Wow, what a horrible week. I keep waiting for it to get better. Last therapy session was so very hard, my T was great as always, but it was really scary. I feel beaten up, I feel bruised inside and out. I don’t want to write about the session or how I feel, I feel too much. I don’t like the way I feel, I don’t want to address it, I don’t want to feel it, nor do I want it to go, because it feels deserved some how.

Some of the added stress this week (that I won’t got into) is probably my fault, I am not doing myself any favours. Last night I was awake in the night, I felt so overwhelmed and stressed, as usual, I struggled to get my thoughts to settle. I could see flashes of light, over and over and hear voices, my mind felt crowded and chaotic. I recognise that I am extremely stressed but I can’t seem to help myself out of it.  

My lovely husband has insisted I sit and relax this evening. I am trying to do as he has said while he’s busy doing everything that needs doing. I can’t concentrate on TV, reading has been out for months now (PTSD affects my ability to concentrate, reading particularly, I struggle with very short term memory loss when reading), I have a few other things I could try, but it seems too much effort. So I find myself on here, blogging, I am not even sure why. Is this helping? The poetry stuff helps for sure, but do the general moans/ updates? Perhaps. I think it helps to know people are reading. It helps to still log how I feel when I just cannot face using my journals and the thoughts that come out in those. 

I feel crappy, I’m fed up, agitated and full of self blame and guilt and I’ve had enough. But what choice is there, what is the alternative? I guess when things are this bad, the only way is up, right?

 

Sharing

I had therapy today. I found the courage to share with him and as always, he was amazing. I wish our session could have been longer, I wish I could have stayed with him, where I felt safe, where he told me it wasn’t my fault. I almost believed him. But now I’m home and I feel like I’m fighting. It’s as if all these bad thoughts (of guilt) are trying to force their way in and I can’t hold on to the feelings I had when I was with my T. It’s consuming, it’s powerful and loud. I cannot ignore it.

I wrote some, I can’t and don’t want to post most of it but I will share a small part of what I wrote to a friend. I wish I could share it with her, but for now it’s just out in cyber space.

Have you shared our secret? Because I did today.

I often wonder if you remember in the way that I do?

It hurts so much today, I can barely breathe, I feel smothered by pain and regret.

It feels so deserved somehow, yet I find myself desperate for comfort,

seeking my own way out.  But why should I feel OK now, when you had suffered so?

My head is in a spin, I don’t want to remember or to feel, or think.

And I don’t want to let it go, because it feels disloyal or a disservice to you.

As if my suffering can undo what was. Oh if only. I wish it were that simple.

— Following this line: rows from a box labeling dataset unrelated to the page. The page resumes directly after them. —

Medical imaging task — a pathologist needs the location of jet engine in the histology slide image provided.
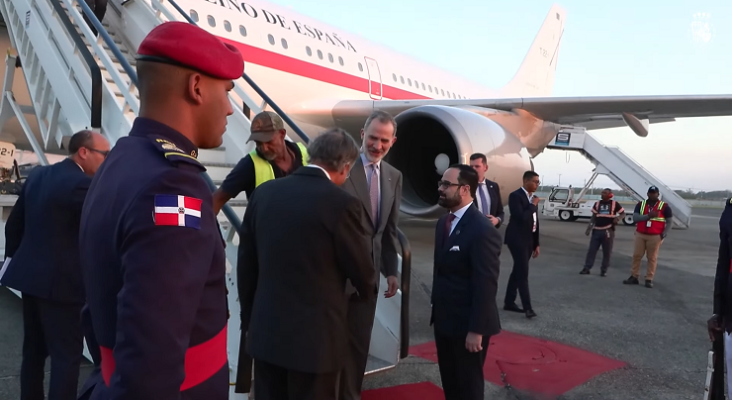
[385,105,533,218]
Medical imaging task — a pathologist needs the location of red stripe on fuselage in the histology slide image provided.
[214,37,431,100]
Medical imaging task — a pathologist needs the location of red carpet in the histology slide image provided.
[410,331,625,398]
[361,382,445,400]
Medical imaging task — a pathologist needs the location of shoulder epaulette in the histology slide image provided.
[150,136,206,171]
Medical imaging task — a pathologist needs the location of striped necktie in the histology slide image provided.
[369,164,379,228]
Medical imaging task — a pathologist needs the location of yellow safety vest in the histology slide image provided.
[249,143,308,188]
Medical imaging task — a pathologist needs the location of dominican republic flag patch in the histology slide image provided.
[153,194,203,229]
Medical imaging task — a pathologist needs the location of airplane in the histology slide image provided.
[7,0,732,218]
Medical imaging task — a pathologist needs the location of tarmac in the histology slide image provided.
[0,208,722,400]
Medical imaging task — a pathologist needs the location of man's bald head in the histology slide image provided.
[69,130,109,176]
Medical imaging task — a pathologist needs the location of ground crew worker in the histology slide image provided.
[580,188,625,276]
[80,22,244,400]
[213,111,307,214]
[623,186,673,288]
[707,198,732,398]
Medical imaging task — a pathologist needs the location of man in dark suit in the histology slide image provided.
[430,165,501,400]
[340,111,402,400]
[503,171,541,318]
[470,153,505,228]
[237,129,377,400]
[2,131,109,400]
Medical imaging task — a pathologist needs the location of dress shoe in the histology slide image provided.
[503,303,524,313]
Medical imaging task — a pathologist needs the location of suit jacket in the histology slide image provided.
[505,188,539,251]
[237,167,377,373]
[431,205,502,337]
[473,178,506,228]
[342,157,402,286]
[2,158,91,304]
[714,198,732,332]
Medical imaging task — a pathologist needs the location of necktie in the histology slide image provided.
[369,164,379,227]
[480,182,491,215]
[442,213,455,244]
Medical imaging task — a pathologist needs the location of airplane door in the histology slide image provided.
[363,57,382,100]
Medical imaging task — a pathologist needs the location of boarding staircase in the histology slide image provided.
[547,128,691,229]
[0,0,411,399]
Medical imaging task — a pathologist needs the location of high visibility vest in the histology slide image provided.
[249,143,308,188]
[635,200,666,235]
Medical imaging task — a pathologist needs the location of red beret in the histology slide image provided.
[137,21,244,80]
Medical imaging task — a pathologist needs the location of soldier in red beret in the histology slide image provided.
[80,22,244,400]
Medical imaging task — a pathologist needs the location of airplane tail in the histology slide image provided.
[501,4,566,97]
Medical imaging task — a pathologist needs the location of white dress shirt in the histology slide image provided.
[306,164,333,181]
[448,202,473,236]
[361,153,381,215]
[521,186,536,233]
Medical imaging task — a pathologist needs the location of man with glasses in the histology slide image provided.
[503,171,541,318]
[0,130,109,400]
[213,111,308,214]
[430,164,502,400]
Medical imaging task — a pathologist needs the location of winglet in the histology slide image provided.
[501,4,566,97]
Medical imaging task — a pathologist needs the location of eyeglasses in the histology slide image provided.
[84,147,109,158]
[437,181,464,188]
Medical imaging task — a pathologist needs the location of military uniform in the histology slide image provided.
[80,23,243,400]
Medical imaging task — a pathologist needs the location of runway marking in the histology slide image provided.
[410,331,626,398]
[361,382,445,400]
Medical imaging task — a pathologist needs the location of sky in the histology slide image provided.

I’m so sorry, but I know words will never be enough.

He said nothing he could say will make it better for me or take the pain away,

but that it’s not my fault, that we were both the innocent ones. 

If he’s right, (and he normally is) then why do I feel so tortured? 

I cannot get you out of my head and I won’t ever forget. 

So now, what do I do with this? How do I continue on?

When my heart is breaking for you and what was back then?

How do I live with this now it is out, now I can no longer run away?